The play opens dramatically with Frankenstein’s Creature, a repulsive and terrifying figure, writhing out of an encasing bag. The make-up and costume design for this production were particularly strong with gruesomely life-like wounds and bruising, but the unsettling nature of the Creature came most directly from the actor, Seamus Lavant. He delivered an extremely impressive and engaging performance, completely committing to the character with its painful physicality, contorted facial expressions and a tortured voice. Other characters were largely overshadowed by his masterful command of the stage. However, Imo Allen as a blind benevolent woman was quietly moving and Frankenstein himself, played by Tom Curzon, managed to end his performance as a defeated, mad, solitary scientist powerfully. This impressive acting handles many of the narrative’s sudden twists to shocking and disturbing effect. You cannot help but become emotionally embroiled in this plot.

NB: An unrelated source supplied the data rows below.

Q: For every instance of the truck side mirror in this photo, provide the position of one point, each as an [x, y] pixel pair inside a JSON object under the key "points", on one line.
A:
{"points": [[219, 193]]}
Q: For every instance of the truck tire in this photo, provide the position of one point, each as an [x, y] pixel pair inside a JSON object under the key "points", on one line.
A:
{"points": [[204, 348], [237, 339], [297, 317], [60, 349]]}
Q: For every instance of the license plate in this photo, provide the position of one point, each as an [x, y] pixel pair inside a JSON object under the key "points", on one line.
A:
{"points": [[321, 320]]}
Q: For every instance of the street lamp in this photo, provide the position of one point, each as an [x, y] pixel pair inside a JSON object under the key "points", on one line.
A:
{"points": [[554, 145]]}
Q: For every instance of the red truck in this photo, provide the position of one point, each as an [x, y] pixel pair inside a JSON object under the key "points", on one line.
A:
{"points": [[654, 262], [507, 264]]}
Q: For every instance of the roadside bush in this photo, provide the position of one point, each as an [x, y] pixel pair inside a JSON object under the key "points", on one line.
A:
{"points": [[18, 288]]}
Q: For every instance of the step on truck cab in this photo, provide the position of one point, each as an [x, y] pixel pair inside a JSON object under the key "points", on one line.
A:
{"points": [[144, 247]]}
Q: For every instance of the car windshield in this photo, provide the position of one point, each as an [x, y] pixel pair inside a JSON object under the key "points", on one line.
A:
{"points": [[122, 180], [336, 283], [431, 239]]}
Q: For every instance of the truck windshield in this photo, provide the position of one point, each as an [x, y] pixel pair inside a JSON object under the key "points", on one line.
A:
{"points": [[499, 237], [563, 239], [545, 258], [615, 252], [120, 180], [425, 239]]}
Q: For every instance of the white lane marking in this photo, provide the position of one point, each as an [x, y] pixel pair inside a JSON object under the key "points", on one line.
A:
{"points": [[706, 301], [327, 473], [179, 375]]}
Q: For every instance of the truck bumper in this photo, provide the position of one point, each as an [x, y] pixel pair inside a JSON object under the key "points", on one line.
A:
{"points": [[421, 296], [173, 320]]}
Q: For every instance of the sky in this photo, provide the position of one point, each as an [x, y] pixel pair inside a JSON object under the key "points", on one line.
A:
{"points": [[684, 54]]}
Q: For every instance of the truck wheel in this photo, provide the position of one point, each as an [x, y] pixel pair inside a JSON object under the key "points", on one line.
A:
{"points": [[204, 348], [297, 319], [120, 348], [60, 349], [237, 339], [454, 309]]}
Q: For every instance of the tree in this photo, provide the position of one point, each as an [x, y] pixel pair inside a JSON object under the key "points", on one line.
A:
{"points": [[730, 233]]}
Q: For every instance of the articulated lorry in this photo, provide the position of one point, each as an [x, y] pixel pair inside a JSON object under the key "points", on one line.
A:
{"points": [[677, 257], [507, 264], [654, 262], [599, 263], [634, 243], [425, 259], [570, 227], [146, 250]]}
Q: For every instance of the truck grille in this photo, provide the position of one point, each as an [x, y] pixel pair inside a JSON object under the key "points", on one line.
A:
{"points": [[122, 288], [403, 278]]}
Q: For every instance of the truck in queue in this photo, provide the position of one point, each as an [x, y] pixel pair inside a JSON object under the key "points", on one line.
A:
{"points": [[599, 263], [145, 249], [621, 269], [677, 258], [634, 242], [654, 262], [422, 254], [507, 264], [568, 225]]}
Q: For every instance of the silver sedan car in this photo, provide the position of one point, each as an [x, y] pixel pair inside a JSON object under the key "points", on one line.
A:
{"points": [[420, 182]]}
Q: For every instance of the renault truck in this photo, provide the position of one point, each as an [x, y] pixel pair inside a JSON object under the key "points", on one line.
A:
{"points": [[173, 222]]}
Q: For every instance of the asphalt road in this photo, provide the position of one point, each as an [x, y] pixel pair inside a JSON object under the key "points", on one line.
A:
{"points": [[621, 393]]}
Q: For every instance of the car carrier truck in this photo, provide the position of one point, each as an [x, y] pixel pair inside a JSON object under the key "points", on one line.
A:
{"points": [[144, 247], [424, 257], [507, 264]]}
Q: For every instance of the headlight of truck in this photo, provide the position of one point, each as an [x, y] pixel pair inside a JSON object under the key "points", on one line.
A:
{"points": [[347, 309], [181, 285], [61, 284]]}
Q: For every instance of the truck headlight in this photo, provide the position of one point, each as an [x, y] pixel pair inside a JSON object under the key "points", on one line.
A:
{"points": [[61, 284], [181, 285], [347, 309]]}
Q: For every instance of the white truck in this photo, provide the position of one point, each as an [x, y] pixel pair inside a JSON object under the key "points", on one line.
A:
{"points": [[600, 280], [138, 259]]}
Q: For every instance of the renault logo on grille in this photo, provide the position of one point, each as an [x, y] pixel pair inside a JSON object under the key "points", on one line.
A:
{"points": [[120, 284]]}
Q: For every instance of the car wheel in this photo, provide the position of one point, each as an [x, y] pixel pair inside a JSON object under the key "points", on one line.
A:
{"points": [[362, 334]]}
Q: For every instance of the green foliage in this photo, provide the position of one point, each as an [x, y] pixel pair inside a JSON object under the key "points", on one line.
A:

‘All lives are precious, even mine’
The production has clearly focused on aesthetics as their designers create believable, and in places mesmerising, scenes. Lighting and music bring the relatively bare set to life, and often create an element of the surreal by using modern synthetic sounds. The play opens with a well-executed choreographed group sequence while the dance between the Creature and his imaginary female counterpart was particularly beautiful. The in-the-round set enabled an atmosphere of intimacy and the two actors were able to capture a pure animalistic element of mating, coyly discovering one another and mimicking movements; crawling on the floor and then intensely wrapping their limbs around each other.
At times the performance seemed slightly forced, and the play took its time to get off the ground. The first half an hour felt clunky and fragmented at times; chuckles at humorous lines were a redeeming factor in amongst some clear audience apprehension. However, the second act was superb and opened up to the exploration of many interesting themes in a manner that didn’t feel laboured. The pivotal scene of conflict between the Creature and Frankenstein effectively symbolised the suffering of all people who are socially outcast. Frankenstein maintains that his creation has no rights, and is just a “mass of nothing”, but the Creature defiantly protests that “All lives are precious, even mine”. Topical issues surround the play, such as the ostracisation of disabled people, or even ideas about abortion which are probed here. The nature of love is also explored in a very moving way as yet again the Creature steals our attention and sympathy, yearning for a companion – “All creatures have a mate. All I ask is for the possibility of love.” The play draws you out of your comfort zone and transports you to a different world; those looking for an intense evening of escapism should buy a ticket to be truly captivated.